Uniform Buffer Objects performance issues

First off I read this thread Uniform Buffer Objects (slow) - help needed - OpenGL: Advanced Coding - Khronos Forums but since the last post here comes from 2.5 yrs ago I thougt I could add something here. Basically, I am experiencing the same problems as the author of the aformentioned thread. I have a GF 240 GT with some of the latest drivers.

I render 625 meshes and, obviously, need a world transform matrix for each. Also, there is view proj matrix passed to the shader (this is set only once as it is constant for all objects, so only world transform needs to be updated). Using traditional uniform variables approach I manage to render everything in less than 2ms, which is a little over 500 FPS (before recording the time I call glFinish).

Now I switched to a constant buffer. When I update the buffer’s data with MapBufferRange the performance hurts immensely taking around 120ms to render a frame. On the other hand, when I update the buffer’s data with glBufferSubData, the CPU time needed to execute API calls is less than 1ms (!) but that is before calling glFinish. After calling glFinish the measured time is around 9ms, which gives 120 FPS or so.

The thing that bothers me most is the difference in timing taken before and after calling glFinish. If rendering all objects takes less than 1ms and calling glFinish is so expensive I guess OGL is simply buffering all commands. If so then I think it’s quite a lot of data to buffer.

Has anyone ever decided to abandon the use of goold oldie variable uniforms and switched completely to using uniform buffers?

What do you mean by “Now I switched to a constant buffer”? Do you have a single buffer with 625 matrices?

I’ve done some benches myself on UBOs and I found them slower that glUniform* for these kind of situations. I will post the results when I go home.

Sorry for not being specific. But “switched to a constant buffer” I mean I have a constant buffer which only holds two matrices, world and viewProj. This constant buffer is updated before each draw call. I’m doing it this way to be consistent with DX10/11.

Has anyone ever decided to abandon the use of goold oldie variable uniforms and switched completely to using uniform buffers?

No but I will be most interested in your results. From what I have read uniform buffers have to be copied to registers (uniforms) prior to use so they do have an overhead.
That was from older articles and may be out of date.

I have been caught out benchmarking with buffering of commands. My assumption is that OpenGL does not
actually buffer that much but sends commands to the gpu where they get stuck in queues. Certain OpenGL commands require a response from the gpu and that is
where the driver suspends waiting for the gpu to execute that command. (Certainly that is how channel control programs worked for mainframe front-end processes when I used to write that
code many eons ago ;))

One last question that actually matters. Do you use a single UBO for all the meshes or one per mesh?

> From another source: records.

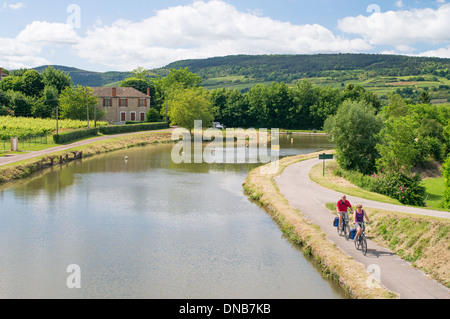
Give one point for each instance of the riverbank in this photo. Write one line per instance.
(351, 275)
(24, 168)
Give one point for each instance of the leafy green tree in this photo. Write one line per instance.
(446, 173)
(396, 107)
(354, 131)
(32, 83)
(20, 104)
(153, 116)
(75, 103)
(182, 78)
(46, 106)
(13, 83)
(56, 78)
(358, 93)
(424, 97)
(140, 84)
(189, 105)
(399, 147)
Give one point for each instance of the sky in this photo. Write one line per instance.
(100, 35)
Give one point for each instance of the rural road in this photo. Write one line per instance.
(5, 160)
(394, 273)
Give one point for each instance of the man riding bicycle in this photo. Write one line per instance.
(342, 208)
(358, 219)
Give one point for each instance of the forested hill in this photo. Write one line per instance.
(287, 68)
(282, 68)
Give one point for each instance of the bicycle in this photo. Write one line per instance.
(361, 241)
(345, 227)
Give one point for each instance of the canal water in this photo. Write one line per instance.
(148, 228)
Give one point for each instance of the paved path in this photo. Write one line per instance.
(20, 157)
(395, 274)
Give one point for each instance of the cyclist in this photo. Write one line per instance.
(342, 207)
(358, 219)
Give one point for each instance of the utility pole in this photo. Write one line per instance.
(87, 105)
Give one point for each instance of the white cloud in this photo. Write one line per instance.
(201, 30)
(438, 53)
(49, 33)
(25, 49)
(403, 28)
(13, 6)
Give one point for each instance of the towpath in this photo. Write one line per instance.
(394, 273)
(5, 160)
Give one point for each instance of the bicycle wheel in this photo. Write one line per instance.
(347, 231)
(364, 245)
(357, 242)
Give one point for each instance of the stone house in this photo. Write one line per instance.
(123, 104)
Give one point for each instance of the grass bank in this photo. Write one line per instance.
(260, 186)
(421, 240)
(25, 168)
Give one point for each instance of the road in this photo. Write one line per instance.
(394, 273)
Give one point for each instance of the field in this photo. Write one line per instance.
(26, 127)
(436, 86)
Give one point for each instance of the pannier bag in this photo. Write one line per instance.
(336, 222)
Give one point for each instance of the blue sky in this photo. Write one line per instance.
(105, 35)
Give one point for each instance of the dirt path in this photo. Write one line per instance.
(5, 160)
(394, 273)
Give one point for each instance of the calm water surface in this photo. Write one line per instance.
(148, 228)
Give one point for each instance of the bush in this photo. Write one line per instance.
(406, 188)
(74, 135)
(446, 174)
(153, 116)
(119, 129)
(400, 185)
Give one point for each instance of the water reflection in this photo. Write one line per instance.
(148, 228)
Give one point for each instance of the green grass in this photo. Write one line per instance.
(435, 188)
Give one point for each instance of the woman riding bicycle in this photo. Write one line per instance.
(342, 207)
(358, 219)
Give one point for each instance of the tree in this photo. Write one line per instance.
(446, 173)
(75, 102)
(399, 147)
(32, 83)
(56, 78)
(424, 97)
(189, 105)
(182, 78)
(354, 131)
(139, 84)
(46, 106)
(20, 104)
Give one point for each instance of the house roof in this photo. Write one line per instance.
(124, 92)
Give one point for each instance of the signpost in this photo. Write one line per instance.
(325, 157)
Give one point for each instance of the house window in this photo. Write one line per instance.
(107, 102)
(142, 102)
(123, 103)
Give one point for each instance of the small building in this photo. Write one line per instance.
(123, 104)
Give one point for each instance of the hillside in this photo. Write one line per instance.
(89, 78)
(382, 74)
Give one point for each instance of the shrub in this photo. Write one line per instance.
(400, 185)
(119, 129)
(74, 135)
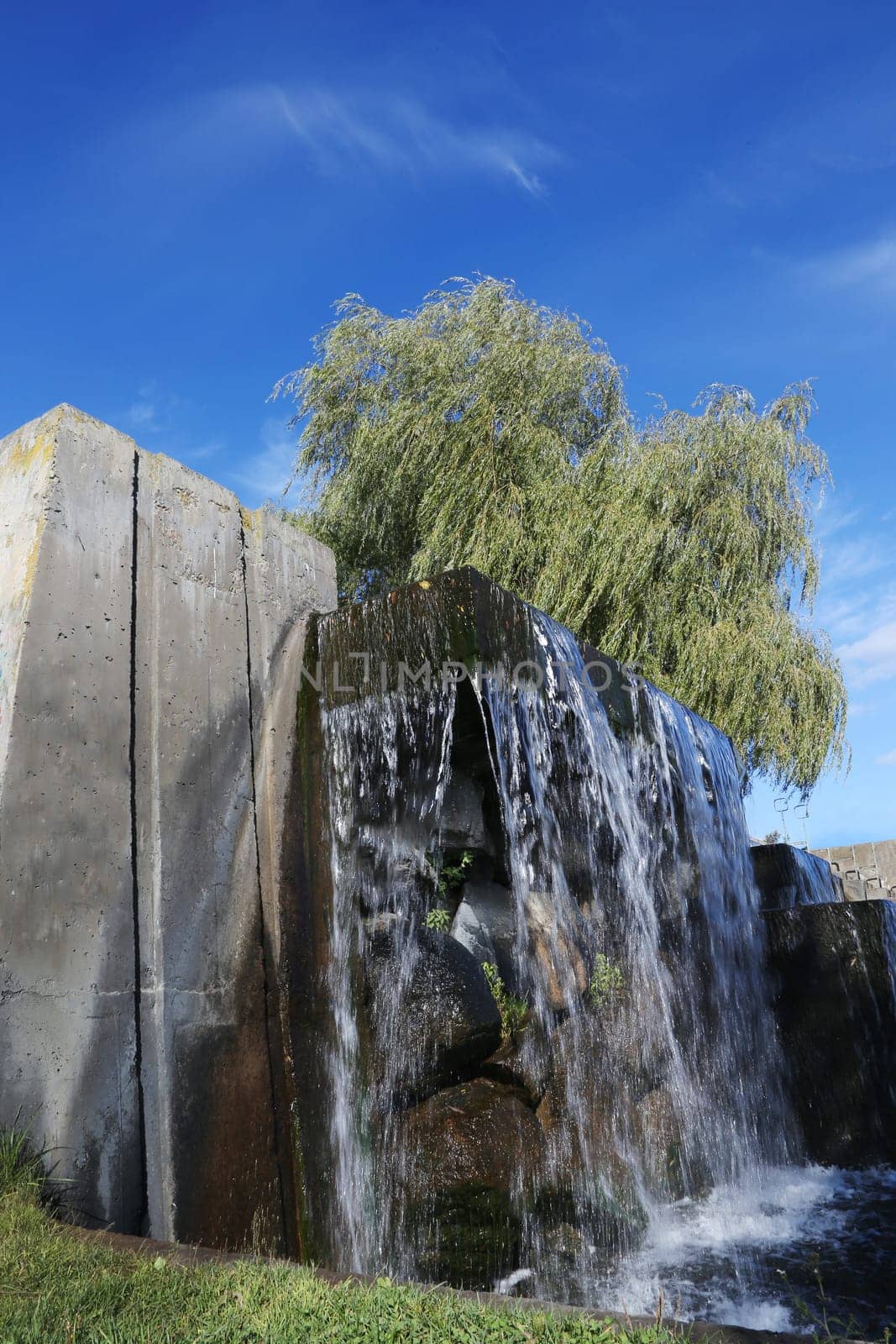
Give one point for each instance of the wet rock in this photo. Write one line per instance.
(485, 925)
(394, 877)
(664, 1151)
(526, 1062)
(559, 951)
(432, 1015)
(472, 1155)
(463, 816)
(790, 877)
(833, 971)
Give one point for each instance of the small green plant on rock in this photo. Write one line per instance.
(438, 918)
(453, 875)
(513, 1011)
(606, 981)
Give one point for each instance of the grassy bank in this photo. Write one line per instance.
(55, 1287)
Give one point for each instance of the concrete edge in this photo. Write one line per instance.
(195, 1256)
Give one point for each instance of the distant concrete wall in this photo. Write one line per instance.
(872, 864)
(149, 640)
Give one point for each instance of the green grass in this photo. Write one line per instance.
(54, 1287)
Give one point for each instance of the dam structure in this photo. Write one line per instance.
(411, 937)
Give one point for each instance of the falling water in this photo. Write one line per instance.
(637, 948)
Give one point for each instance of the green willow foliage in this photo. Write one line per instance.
(483, 429)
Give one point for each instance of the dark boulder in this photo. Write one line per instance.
(472, 1153)
(432, 1015)
(485, 925)
(833, 971)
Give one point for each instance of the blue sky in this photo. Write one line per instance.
(184, 190)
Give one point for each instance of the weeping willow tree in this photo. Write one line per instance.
(483, 429)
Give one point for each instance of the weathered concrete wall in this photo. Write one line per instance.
(66, 891)
(156, 631)
(872, 864)
(789, 877)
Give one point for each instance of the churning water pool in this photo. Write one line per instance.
(805, 1249)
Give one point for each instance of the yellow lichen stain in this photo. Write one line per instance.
(27, 454)
(186, 496)
(31, 562)
(250, 517)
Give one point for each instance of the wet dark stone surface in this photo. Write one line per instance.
(448, 1018)
(837, 1019)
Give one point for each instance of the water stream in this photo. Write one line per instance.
(669, 1164)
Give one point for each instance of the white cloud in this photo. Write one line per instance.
(336, 134)
(141, 414)
(866, 265)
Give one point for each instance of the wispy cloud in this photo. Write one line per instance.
(338, 134)
(266, 474)
(872, 658)
(868, 265)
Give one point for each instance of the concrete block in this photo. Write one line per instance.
(150, 635)
(67, 1050)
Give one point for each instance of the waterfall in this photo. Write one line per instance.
(626, 922)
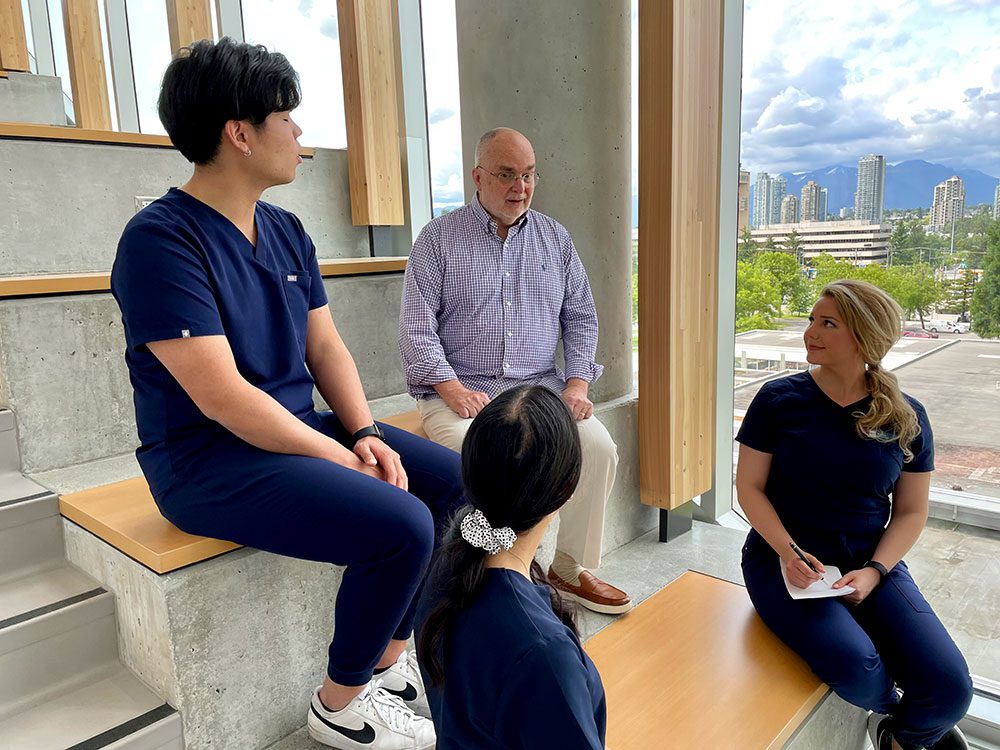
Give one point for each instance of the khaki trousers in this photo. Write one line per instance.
(581, 520)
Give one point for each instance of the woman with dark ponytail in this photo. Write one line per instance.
(835, 466)
(499, 649)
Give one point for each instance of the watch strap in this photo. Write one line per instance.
(372, 430)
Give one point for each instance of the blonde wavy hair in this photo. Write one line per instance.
(875, 320)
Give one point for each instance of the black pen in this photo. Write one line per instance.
(802, 557)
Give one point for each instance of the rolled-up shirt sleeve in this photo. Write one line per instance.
(578, 319)
(419, 344)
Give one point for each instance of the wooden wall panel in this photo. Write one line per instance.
(86, 64)
(189, 21)
(680, 66)
(13, 43)
(368, 50)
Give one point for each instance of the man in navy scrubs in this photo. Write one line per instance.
(228, 330)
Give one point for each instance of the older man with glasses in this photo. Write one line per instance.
(490, 290)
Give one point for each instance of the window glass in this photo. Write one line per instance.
(306, 32)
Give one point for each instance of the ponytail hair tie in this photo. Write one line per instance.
(477, 531)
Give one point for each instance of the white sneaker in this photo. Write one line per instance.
(403, 680)
(374, 720)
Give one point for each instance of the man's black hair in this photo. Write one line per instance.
(210, 83)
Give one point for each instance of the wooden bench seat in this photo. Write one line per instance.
(694, 667)
(125, 516)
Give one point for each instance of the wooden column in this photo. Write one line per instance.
(369, 51)
(86, 64)
(680, 67)
(189, 21)
(13, 43)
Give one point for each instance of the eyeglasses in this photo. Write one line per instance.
(508, 178)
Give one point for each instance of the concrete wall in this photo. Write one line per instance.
(65, 204)
(62, 367)
(26, 97)
(559, 72)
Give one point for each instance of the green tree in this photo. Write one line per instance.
(915, 288)
(793, 245)
(757, 298)
(748, 246)
(958, 292)
(784, 272)
(985, 309)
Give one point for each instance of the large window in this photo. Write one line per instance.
(306, 33)
(867, 152)
(136, 52)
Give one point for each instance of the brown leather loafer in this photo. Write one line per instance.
(593, 593)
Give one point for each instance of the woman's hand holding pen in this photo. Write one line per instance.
(863, 581)
(803, 569)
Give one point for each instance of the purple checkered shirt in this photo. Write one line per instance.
(491, 312)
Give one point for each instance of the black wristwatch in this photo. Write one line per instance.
(372, 430)
(882, 571)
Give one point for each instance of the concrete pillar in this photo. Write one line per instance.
(558, 71)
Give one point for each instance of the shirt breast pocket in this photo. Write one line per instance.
(296, 286)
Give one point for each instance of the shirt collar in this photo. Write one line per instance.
(490, 223)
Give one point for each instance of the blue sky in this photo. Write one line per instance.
(823, 82)
(826, 83)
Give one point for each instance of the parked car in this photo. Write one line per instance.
(948, 326)
(918, 333)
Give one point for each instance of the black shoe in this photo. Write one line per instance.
(953, 740)
(880, 731)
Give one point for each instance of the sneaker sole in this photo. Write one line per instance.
(604, 609)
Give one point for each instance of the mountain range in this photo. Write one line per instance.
(909, 184)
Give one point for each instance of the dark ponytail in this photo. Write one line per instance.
(520, 462)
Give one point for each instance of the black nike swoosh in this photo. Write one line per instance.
(409, 693)
(365, 735)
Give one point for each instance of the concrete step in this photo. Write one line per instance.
(116, 711)
(56, 649)
(31, 539)
(29, 596)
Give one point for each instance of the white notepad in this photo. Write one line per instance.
(817, 589)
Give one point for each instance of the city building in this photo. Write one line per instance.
(743, 192)
(810, 205)
(949, 202)
(762, 200)
(860, 242)
(870, 196)
(789, 210)
(779, 188)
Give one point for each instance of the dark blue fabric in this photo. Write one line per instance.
(832, 490)
(515, 677)
(823, 475)
(184, 270)
(892, 638)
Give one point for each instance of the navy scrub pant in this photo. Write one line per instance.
(313, 509)
(893, 638)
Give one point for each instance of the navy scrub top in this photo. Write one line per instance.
(515, 676)
(183, 270)
(824, 476)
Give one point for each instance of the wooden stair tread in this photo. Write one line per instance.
(125, 516)
(694, 666)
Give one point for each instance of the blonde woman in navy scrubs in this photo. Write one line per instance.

One UBO for all meshes looks like this I guess:

for mesh in meshes do
    update UBO 0
    draw mesh
endfor

[QUOTE=Godlike;1244927]One last question that actually matters. Do you use a single UBO for all the meshes or one per mesh?

One UBO for all meshes looks like this I guess:

for mesh in meshes do
    update UBO 0
    draw mesh
endfor

[/QUOTE]

Yes, I have only one constant buffer. Moreover, it is set only once so the code should not suffer any redundant API overhead. The only extra function I call for each iteration is glBufferSubData to update data in the constant buffer under slot 0. Basically GL Intercept logs this for each mesh:


glBufferSubData( ??? )
glDrawElements( ??? ) GLSL=4  Textures[ (0,4) (7,2) ] 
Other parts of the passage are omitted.